Between Jan. 1, 2014 and June 30, 2015, Rosen and colleagues performed an observational, retrospective cohort evaluation to determine if the Enhanced Care Program, a collaborative initiative between physicians, nurse practitioners and other medical staff to help patients discharged from an acute care facility transition to a skilled nursing facility, reduces 30-day hospital readmissions.
The Enhanced Care Program included direct patient care in which nurse practitioners were available 24/7, medication reconciliation at the time of transfer and educational in-services for the staff of the skilled nursing facilities in addition to standard care.
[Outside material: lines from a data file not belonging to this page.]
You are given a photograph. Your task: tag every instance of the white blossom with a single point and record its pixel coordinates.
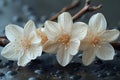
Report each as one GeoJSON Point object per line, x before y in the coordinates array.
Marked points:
{"type": "Point", "coordinates": [24, 43]}
{"type": "Point", "coordinates": [64, 37]}
{"type": "Point", "coordinates": [96, 43]}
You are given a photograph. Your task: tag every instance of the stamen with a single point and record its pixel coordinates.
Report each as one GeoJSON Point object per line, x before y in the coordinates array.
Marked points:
{"type": "Point", "coordinates": [43, 36]}
{"type": "Point", "coordinates": [64, 39]}
{"type": "Point", "coordinates": [26, 43]}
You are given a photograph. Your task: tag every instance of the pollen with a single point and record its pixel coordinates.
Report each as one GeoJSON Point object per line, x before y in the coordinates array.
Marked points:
{"type": "Point", "coordinates": [64, 39]}
{"type": "Point", "coordinates": [43, 36]}
{"type": "Point", "coordinates": [96, 41]}
{"type": "Point", "coordinates": [26, 43]}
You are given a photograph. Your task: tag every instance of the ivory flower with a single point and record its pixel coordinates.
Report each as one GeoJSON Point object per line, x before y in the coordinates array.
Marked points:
{"type": "Point", "coordinates": [64, 37]}
{"type": "Point", "coordinates": [24, 43]}
{"type": "Point", "coordinates": [97, 40]}
{"type": "Point", "coordinates": [42, 35]}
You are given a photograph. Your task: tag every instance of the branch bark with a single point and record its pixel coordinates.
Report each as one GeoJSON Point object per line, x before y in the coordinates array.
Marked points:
{"type": "Point", "coordinates": [74, 4]}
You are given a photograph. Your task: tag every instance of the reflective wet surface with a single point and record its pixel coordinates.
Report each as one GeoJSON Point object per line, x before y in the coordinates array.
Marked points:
{"type": "Point", "coordinates": [46, 66]}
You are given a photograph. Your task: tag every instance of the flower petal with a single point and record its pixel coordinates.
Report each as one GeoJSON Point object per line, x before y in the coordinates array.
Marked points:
{"type": "Point", "coordinates": [98, 22]}
{"type": "Point", "coordinates": [65, 21]}
{"type": "Point", "coordinates": [13, 32]}
{"type": "Point", "coordinates": [79, 30]}
{"type": "Point", "coordinates": [24, 59]}
{"type": "Point", "coordinates": [105, 52]}
{"type": "Point", "coordinates": [88, 56]}
{"type": "Point", "coordinates": [12, 51]}
{"type": "Point", "coordinates": [63, 56]}
{"type": "Point", "coordinates": [50, 47]}
{"type": "Point", "coordinates": [52, 30]}
{"type": "Point", "coordinates": [35, 51]}
{"type": "Point", "coordinates": [35, 39]}
{"type": "Point", "coordinates": [84, 45]}
{"type": "Point", "coordinates": [29, 27]}
{"type": "Point", "coordinates": [73, 48]}
{"type": "Point", "coordinates": [110, 35]}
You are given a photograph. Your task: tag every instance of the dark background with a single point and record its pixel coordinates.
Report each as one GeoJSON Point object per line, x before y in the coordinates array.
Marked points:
{"type": "Point", "coordinates": [46, 68]}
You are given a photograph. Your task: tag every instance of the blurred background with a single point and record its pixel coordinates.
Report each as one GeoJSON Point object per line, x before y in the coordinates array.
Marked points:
{"type": "Point", "coordinates": [20, 11]}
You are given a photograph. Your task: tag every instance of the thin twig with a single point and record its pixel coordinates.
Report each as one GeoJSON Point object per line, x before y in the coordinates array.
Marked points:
{"type": "Point", "coordinates": [74, 4]}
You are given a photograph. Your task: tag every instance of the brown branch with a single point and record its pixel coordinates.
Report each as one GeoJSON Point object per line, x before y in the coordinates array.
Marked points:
{"type": "Point", "coordinates": [116, 45]}
{"type": "Point", "coordinates": [74, 4]}
{"type": "Point", "coordinates": [85, 9]}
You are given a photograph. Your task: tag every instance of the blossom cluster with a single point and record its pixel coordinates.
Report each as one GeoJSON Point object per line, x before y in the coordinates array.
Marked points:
{"type": "Point", "coordinates": [63, 38]}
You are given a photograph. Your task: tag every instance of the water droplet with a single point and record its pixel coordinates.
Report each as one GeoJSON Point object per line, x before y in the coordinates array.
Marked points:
{"type": "Point", "coordinates": [2, 74]}
{"type": "Point", "coordinates": [38, 71]}
{"type": "Point", "coordinates": [11, 73]}
{"type": "Point", "coordinates": [34, 78]}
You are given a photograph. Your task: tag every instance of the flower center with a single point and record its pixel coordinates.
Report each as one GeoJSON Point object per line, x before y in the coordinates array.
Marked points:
{"type": "Point", "coordinates": [96, 41]}
{"type": "Point", "coordinates": [43, 36]}
{"type": "Point", "coordinates": [64, 39]}
{"type": "Point", "coordinates": [26, 43]}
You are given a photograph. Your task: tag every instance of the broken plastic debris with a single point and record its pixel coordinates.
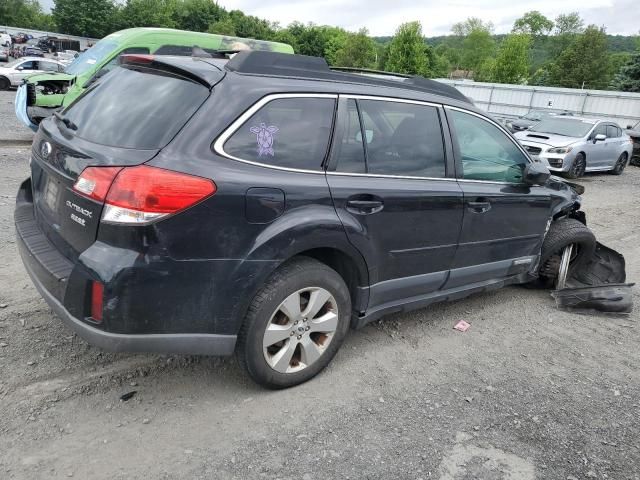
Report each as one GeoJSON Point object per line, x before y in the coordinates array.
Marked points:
{"type": "Point", "coordinates": [462, 326]}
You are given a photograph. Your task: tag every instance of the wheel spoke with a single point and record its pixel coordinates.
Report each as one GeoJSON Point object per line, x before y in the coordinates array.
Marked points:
{"type": "Point", "coordinates": [282, 359]}
{"type": "Point", "coordinates": [309, 351]}
{"type": "Point", "coordinates": [317, 300]}
{"type": "Point", "coordinates": [327, 323]}
{"type": "Point", "coordinates": [291, 306]}
{"type": "Point", "coordinates": [274, 334]}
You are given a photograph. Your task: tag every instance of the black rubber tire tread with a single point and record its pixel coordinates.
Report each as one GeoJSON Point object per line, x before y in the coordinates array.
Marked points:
{"type": "Point", "coordinates": [294, 275]}
{"type": "Point", "coordinates": [616, 170]}
{"type": "Point", "coordinates": [571, 174]}
{"type": "Point", "coordinates": [564, 232]}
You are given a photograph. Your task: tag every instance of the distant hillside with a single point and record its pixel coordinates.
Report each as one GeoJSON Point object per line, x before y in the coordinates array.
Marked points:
{"type": "Point", "coordinates": [617, 43]}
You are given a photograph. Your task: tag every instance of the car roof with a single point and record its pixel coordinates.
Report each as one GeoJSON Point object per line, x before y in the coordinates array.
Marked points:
{"type": "Point", "coordinates": [302, 67]}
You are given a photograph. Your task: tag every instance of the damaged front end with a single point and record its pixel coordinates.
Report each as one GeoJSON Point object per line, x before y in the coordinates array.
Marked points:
{"type": "Point", "coordinates": [40, 96]}
{"type": "Point", "coordinates": [598, 285]}
{"type": "Point", "coordinates": [586, 274]}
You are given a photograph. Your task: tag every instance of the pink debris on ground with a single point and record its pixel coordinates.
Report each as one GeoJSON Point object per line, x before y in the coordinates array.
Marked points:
{"type": "Point", "coordinates": [462, 326]}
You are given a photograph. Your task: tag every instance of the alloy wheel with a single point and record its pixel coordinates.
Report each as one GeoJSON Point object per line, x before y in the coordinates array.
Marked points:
{"type": "Point", "coordinates": [300, 330]}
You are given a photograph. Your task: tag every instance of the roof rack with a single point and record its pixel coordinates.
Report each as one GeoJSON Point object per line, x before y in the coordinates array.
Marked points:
{"type": "Point", "coordinates": [315, 68]}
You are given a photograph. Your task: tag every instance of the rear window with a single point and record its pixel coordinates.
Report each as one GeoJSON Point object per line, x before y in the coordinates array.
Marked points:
{"type": "Point", "coordinates": [287, 132]}
{"type": "Point", "coordinates": [136, 108]}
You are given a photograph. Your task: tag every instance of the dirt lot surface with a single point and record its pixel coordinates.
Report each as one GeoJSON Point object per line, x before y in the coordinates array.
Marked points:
{"type": "Point", "coordinates": [527, 392]}
{"type": "Point", "coordinates": [11, 130]}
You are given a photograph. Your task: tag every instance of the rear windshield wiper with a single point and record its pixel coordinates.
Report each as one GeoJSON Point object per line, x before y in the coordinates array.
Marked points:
{"type": "Point", "coordinates": [68, 123]}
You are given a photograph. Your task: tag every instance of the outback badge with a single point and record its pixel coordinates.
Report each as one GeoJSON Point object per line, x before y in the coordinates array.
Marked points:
{"type": "Point", "coordinates": [45, 150]}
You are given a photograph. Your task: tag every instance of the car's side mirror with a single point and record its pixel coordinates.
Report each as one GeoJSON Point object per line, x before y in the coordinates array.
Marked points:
{"type": "Point", "coordinates": [536, 174]}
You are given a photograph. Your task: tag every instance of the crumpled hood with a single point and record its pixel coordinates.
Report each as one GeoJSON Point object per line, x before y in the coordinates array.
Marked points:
{"type": "Point", "coordinates": [40, 77]}
{"type": "Point", "coordinates": [546, 138]}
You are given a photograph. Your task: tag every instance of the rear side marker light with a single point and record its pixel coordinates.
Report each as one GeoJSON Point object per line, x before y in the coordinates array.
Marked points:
{"type": "Point", "coordinates": [143, 194]}
{"type": "Point", "coordinates": [97, 295]}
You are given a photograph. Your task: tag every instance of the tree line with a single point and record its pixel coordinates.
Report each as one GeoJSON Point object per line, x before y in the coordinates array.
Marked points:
{"type": "Point", "coordinates": [561, 52]}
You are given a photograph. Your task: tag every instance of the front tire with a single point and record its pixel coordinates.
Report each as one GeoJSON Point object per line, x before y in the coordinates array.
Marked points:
{"type": "Point", "coordinates": [561, 234]}
{"type": "Point", "coordinates": [578, 167]}
{"type": "Point", "coordinates": [295, 325]}
{"type": "Point", "coordinates": [620, 165]}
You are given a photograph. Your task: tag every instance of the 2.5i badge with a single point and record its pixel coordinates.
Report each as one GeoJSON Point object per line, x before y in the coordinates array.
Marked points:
{"type": "Point", "coordinates": [82, 211]}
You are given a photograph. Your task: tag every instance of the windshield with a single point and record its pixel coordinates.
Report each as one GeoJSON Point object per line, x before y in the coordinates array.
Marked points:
{"type": "Point", "coordinates": [563, 126]}
{"type": "Point", "coordinates": [533, 115]}
{"type": "Point", "coordinates": [95, 55]}
{"type": "Point", "coordinates": [13, 64]}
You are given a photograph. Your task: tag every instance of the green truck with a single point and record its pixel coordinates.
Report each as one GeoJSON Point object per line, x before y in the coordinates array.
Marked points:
{"type": "Point", "coordinates": [43, 94]}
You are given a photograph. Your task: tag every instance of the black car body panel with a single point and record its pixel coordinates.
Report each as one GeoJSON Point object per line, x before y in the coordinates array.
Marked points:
{"type": "Point", "coordinates": [192, 275]}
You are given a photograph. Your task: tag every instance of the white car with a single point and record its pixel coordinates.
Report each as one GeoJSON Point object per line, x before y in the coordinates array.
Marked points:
{"type": "Point", "coordinates": [12, 74]}
{"type": "Point", "coordinates": [572, 146]}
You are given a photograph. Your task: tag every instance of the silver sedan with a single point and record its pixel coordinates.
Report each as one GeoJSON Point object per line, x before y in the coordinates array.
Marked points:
{"type": "Point", "coordinates": [12, 74]}
{"type": "Point", "coordinates": [573, 146]}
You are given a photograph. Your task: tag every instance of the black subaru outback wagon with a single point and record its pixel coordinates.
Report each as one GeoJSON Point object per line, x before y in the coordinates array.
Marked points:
{"type": "Point", "coordinates": [265, 205]}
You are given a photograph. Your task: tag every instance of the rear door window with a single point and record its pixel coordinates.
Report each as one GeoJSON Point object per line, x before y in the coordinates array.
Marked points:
{"type": "Point", "coordinates": [613, 131]}
{"type": "Point", "coordinates": [402, 139]}
{"type": "Point", "coordinates": [136, 107]}
{"type": "Point", "coordinates": [487, 153]}
{"type": "Point", "coordinates": [286, 132]}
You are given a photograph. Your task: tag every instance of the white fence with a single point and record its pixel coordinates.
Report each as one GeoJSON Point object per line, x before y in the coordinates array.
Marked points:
{"type": "Point", "coordinates": [510, 101]}
{"type": "Point", "coordinates": [84, 41]}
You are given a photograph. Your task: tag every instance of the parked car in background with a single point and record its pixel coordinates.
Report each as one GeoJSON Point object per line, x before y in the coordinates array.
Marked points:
{"type": "Point", "coordinates": [12, 74]}
{"type": "Point", "coordinates": [267, 204]}
{"type": "Point", "coordinates": [66, 57]}
{"type": "Point", "coordinates": [5, 40]}
{"type": "Point", "coordinates": [49, 93]}
{"type": "Point", "coordinates": [634, 132]}
{"type": "Point", "coordinates": [531, 118]}
{"type": "Point", "coordinates": [32, 52]}
{"type": "Point", "coordinates": [573, 146]}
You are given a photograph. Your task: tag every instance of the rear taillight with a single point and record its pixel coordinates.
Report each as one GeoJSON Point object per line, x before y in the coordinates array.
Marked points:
{"type": "Point", "coordinates": [97, 294]}
{"type": "Point", "coordinates": [140, 195]}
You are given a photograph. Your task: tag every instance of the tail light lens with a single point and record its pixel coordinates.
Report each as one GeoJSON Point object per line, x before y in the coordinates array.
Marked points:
{"type": "Point", "coordinates": [142, 194]}
{"type": "Point", "coordinates": [97, 295]}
An unadjusted analysis indicated that the average 30-day readmission rate was lower among patients enrolled in the Enhanced Care Program than those who were not enrolled (17.2% vs. 23%).
After adjusting for sociodemographic and clinical characteristics, the researchers found that patients in the intervention group were 29% less likely to be readmitted to the hospital within 30 days than those in the control group.
“The results of this intervention are compelling and add to the growing body of literature suggesting that a comprehensive, multipronged effort to enhance clinical oversight and coordination of care for [skilled nursing facility] patients can improve outcomes,” Rosen and colleagues concluded. – by Alaina Tedesco
Disclosure: The authors report no relevant financial disclosures.